脳は世界をどう見ているのか ジェフ・ホーキンス著
脳は世界をどう見ているのか ジェフ・ホーキンス著
あとで、読むために備忘録として保存しておく。
型破りな脳科学者の挑戦状 [有料会員限定]
何を隠そう、読み始め当初は難儀した。本書が、脳科学者一般への挑戦状とも言うべき衝撃作だからだ。利己的遺伝子のドーキンス博士も冒頭に寄せた解説のなかで著している。ぜひとも本業の研究者に読ませたいと。
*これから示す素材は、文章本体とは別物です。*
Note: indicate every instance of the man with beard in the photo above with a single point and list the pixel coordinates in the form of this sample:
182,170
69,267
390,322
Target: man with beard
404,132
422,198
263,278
著者のホーキンス氏は型破りな脳科学者だ。大学院進学を断念し、画期的な情報端末を携えてパーム社を興した後、紆余曲折(うよきょくせつ)を経て50歳手前で自身の脳科学研究所を開設した。脳への思いは学生時代から並々ならぬものがあったが、氏の博士研究案に担当教授が尻込みした末の廻(まわ)り道だったらしい。
氏のセンセーショナルな提案は、大脳新皮質にまつわるものだ。脳を餃子(ぎょうざ)に喩(たと)えるなら、新皮質はまさに皮の部分に相当する。その構造は見事に一様で、進化の過程でコピペされるかの如(ごと)く肥大し、頭蓋の中に折り畳まれてきた。
氏はこのことに着目し、感覚運動処理や意思決定など多くの機能を司(つかさど)る新皮質が、唯(ただ)一つの計算原理に基づくと考えた。その原理とは、新皮質の厚さ方向に沿って柱状に立ち並ぶ「コラム」の一つ一つが知覚や認知の対象をまるごとモデル化し、さらに座標系を共有するというものだ。地図に喩えるなら、一つのコラムは一つの区画に相当し、それぞれにランドマークと他区画への道標をもつ。
最初、私のなかに職業病的に刷り込まれた定説が邪魔をして、素直に受け入れることができなかった。やがて、はっとする記述に出くわした。人間を人間たらしめる高度な思索が、新皮質に広がる地図上の散策によって実現されるというのだ。その刹那、抵抗していた私の脳は屈服し、氏の主張を海綿のごとく吸収し始めた。気がつくと、真の汎用人工知能に向けて、氏の座標系こそがブレイクスルーをもたらすに違いないと夢見がちに呟(つぶや)いていた。
ただ、私の本業にも関連するところで、如何(いか)なる方式の「意識のアップロード」も当人の死を避けられないとの主張には反対だ。遡ること2013年、氏の主催するUCバークレー校の研究会にて発表し、議論する機会があったのだが、ぜひ再戦をお願いしたい。
本書を手にとり、スイカにまぶす塩よろしく、より一般的な脳読本も横に携え、革命前夜の興奮を味わってほしい。
《評》東京大学准教授 渡辺 正峰
原題=A THOUSAND BRAINS(大田直子訳、早川書房・2860円)
▼著者は57年生まれ。「PDA(携帯型情報端末)の生みの親」といわれる。